Coen e Richardson sostengono che dovremmo essere tranquilli riguardo lo status quo, perché l'UE è uno dei sistemi di lobbying più aperto, trasparente e pluralista in Europa. Ma dal fatto che un sistema politico sia formalmente aperto non consegue che sia inclusivo o, addirittura, trasparente. Il sistema UE è aperto, ma solo nella misura in cui i gruppi hanno le risorse e lo status per partecipare.
Le organizzazioni ricche di risorse (soprattutto le grandi imprese) hanno un vantaggio strutturale
in termini di accesso e di influenza sui decision-makers. In aggiunta, la radicata presunzione pro-business della Commissione europea lascia fuori anche quei dei gruppi di cittadini che possono raccogliere le risorse sufficienti per partecipare.

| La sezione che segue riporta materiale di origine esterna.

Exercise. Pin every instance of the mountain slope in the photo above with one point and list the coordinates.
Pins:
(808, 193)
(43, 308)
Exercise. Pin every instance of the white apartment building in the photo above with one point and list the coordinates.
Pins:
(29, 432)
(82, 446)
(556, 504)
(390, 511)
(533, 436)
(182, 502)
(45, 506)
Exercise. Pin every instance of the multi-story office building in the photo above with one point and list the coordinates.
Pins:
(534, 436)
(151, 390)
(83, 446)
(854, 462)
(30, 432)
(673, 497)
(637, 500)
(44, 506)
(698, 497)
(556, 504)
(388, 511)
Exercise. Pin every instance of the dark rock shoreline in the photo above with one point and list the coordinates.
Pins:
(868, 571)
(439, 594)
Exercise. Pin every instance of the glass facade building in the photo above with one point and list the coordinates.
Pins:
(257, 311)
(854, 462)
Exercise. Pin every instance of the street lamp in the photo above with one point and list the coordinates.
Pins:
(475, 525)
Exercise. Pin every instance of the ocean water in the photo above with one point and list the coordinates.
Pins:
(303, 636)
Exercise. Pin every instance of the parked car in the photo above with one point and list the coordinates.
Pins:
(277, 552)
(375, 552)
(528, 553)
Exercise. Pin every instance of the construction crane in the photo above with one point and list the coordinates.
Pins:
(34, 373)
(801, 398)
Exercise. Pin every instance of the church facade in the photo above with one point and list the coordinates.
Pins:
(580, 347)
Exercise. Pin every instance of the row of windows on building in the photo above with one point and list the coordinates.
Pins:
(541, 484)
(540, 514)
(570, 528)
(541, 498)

Inoltre suggerire che il sistema di Bruxelles è "uno dei più aperti e trasparenti sistemi di lobbying in Europa" è davvero una debole consolazione. La regolazione del lobbying è palesemente sottosviluppata in tutto il continente europeo- come dimostra una recente analisi dell’ Organizzazione per la cooperazione economica e lo sviluppo.
Coen e Richardson dicono che l'attuale status quo è "perfettamente normale". Questo può essere vero, ma il fatto che i lobbisti aziendali abbiano un’ indebita influenza sulle politiche in tutto il continente non è affatto un segno che il sistema democratico sia in buona salute.
Uno dei motivi per cui non abbiamo avuto scandali come è avvenuto in America è che non ci sono media europei 'nazionali' che diano conto della corruzione istituzionale promossa dalle amichevoli relazioni con i lobbisti d’impresa.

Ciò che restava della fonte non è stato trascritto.